Alimony Pendente Lite (APL)

This is a temporary support order which is given to a spouse while the divorce proceedings are underway. APL basically gives both the spouses an equal opportunity to defend, litigate and maintain the divorce action. APL cannot be also granted along with spousal support.

Spousal Support

This is awarded to the dependent spouse to assure a reasonable living allowance. The spousal payment responsibility starts out of marriage and stops when the marriage finishes. Typically, spousal support is applicable before filing the divorce complaint, although it may continue while the divorce is pending in court. Spousal support will also stop as soon as the couple receives the decree of divorce.

The main difference between APL and spousal support is that the entitlement of the spouse to receive spousal support is subject to defenses, which are the same as the fault grounds for the divorce. The spouse will not be entitled to support if any of the fault ground can be proved.


Alimony is usually given to the dependent spouse to ensure that the reasonable needs of the individual are met. It is the support that is granted to a dependent spouse when the divorce decree is final and can last for a specific period of time or indefinitely. The alimony claim must be raised before the entry of the divorce decree, otherwise, it will be waived. Remarriage or cohabitation and/or death of the spouse receiving alimony will result in the termination of the obligation to pay alimony by the other spouse.

Step 6: Finalizing your Pennsylvania divorce

Once you file for divorce in the court, it will take around 90 days for the divorce to be finalized. The court will hold a hearing on the issues where there is a dispute. 60 days before the hearing, your spouse and you must submit the following documents:

  • A complete list of all your assets and their values.

  • Any witnesses who will testify for you at the hearing.

  • Your recent tax returns.

  • Statement of court and lawyer’s fees incurred.

  • Proposed resolution to any of the disputes.

Once the court hears your case, the judge will issue a final order of divorce which addresses the various issues of distribution of property, child custody, alimony payments, etc. The time required to get the final divorce decree in such cases vary depending on the issues that are in dispute.

Final Forms

Once the waiting period of 90 days is complete, you can submit the final forms and apply for a divorce decree. The final set of forms required are:

  • Plaintiff’s Affidavit of Consent: This states that all the information filed is true and that the plaintiff agrees to the divorce.

  • Plaintiff’s Waiver of Notice of Intent: This indicates a waiver to a formal notice.

  • Pennsylvania Vital Records Form: This request for all important personal information.

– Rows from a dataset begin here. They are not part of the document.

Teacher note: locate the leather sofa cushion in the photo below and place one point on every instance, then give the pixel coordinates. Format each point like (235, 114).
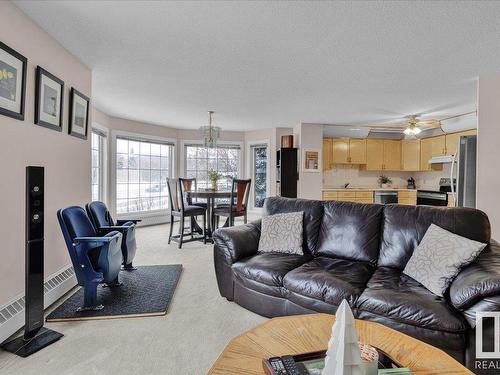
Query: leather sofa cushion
(350, 231)
(393, 295)
(313, 213)
(479, 280)
(330, 280)
(404, 226)
(268, 268)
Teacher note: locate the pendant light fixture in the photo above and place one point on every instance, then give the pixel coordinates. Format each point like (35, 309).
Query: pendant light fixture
(210, 133)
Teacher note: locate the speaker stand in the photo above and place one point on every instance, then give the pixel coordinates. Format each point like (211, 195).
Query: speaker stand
(25, 348)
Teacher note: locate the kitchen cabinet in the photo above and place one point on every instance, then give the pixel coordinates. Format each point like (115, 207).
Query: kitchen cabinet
(438, 145)
(392, 155)
(340, 147)
(348, 195)
(374, 154)
(357, 151)
(383, 154)
(426, 149)
(410, 154)
(408, 197)
(389, 154)
(344, 151)
(327, 153)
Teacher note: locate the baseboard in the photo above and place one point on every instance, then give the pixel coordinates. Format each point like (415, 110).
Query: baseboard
(55, 286)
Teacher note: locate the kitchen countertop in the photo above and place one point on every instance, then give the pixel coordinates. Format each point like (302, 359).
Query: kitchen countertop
(364, 189)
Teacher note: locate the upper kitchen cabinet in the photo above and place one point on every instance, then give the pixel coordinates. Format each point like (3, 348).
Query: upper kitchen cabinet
(428, 146)
(410, 154)
(340, 147)
(347, 151)
(374, 154)
(438, 145)
(357, 151)
(327, 153)
(383, 154)
(392, 155)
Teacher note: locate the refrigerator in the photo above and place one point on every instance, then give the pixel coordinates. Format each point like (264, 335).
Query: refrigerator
(463, 171)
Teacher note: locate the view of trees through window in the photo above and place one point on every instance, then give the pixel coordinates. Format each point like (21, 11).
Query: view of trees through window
(142, 169)
(97, 150)
(199, 160)
(260, 174)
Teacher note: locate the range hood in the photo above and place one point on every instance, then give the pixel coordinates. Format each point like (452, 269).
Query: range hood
(441, 159)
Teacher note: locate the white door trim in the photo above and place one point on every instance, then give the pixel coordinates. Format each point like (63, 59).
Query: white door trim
(249, 170)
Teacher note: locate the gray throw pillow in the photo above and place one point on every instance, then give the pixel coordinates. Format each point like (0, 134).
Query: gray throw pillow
(439, 257)
(282, 233)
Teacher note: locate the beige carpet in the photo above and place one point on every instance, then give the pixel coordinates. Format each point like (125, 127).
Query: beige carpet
(186, 341)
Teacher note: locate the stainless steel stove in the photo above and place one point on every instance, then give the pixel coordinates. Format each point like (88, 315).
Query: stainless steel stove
(435, 197)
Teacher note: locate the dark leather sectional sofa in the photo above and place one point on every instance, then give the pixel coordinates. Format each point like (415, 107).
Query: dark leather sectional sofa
(357, 252)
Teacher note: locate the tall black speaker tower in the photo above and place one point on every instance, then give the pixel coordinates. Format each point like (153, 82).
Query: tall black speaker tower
(35, 336)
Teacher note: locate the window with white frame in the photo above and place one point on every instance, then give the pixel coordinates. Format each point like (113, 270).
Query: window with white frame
(97, 145)
(142, 169)
(225, 159)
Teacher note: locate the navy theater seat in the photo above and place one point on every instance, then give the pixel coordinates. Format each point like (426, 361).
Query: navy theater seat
(103, 222)
(96, 259)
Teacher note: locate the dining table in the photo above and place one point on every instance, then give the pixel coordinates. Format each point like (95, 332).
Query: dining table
(210, 196)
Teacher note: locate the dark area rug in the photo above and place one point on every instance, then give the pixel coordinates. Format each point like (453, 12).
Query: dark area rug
(146, 291)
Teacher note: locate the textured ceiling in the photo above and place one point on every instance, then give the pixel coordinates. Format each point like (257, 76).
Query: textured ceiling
(266, 64)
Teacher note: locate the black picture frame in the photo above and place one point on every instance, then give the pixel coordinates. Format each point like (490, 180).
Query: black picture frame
(38, 91)
(7, 112)
(74, 92)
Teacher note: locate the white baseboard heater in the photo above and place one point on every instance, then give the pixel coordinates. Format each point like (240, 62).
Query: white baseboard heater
(55, 286)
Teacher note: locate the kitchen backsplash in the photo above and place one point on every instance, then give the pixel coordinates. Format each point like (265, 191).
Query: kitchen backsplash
(342, 174)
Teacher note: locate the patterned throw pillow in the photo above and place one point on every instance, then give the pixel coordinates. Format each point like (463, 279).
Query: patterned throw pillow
(439, 257)
(282, 233)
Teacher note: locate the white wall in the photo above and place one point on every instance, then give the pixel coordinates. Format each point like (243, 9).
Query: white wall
(488, 156)
(309, 136)
(66, 158)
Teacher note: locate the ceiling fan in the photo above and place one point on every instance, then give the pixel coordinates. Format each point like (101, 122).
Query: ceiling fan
(414, 125)
(409, 126)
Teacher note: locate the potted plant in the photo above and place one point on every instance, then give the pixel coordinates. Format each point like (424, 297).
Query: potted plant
(214, 177)
(384, 181)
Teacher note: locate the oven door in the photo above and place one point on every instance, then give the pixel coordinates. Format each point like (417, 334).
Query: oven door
(432, 199)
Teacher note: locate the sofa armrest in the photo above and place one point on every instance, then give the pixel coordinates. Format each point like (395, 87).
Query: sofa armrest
(479, 280)
(235, 243)
(122, 222)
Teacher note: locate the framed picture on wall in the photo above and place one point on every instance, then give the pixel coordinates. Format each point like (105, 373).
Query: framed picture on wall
(49, 95)
(12, 82)
(311, 160)
(78, 114)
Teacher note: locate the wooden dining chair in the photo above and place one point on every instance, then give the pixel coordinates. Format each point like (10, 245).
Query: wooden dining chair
(181, 209)
(189, 185)
(238, 203)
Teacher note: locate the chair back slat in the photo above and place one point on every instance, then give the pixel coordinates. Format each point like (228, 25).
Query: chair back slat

  • Praecipe to Transmit Record: This requests for the divorce to be entered into the records.

  • Verification of Defendant’s Signature: Verifies that the signature of the defendant appears on all the correct forms.

  • Defendant’s Affidavit of Consent: This states that all the information filed is true and that the defendant agrees to the divorce.

  • Defendant’s Waiver of Notice of Intent: This indicates a waiver to a formal notice.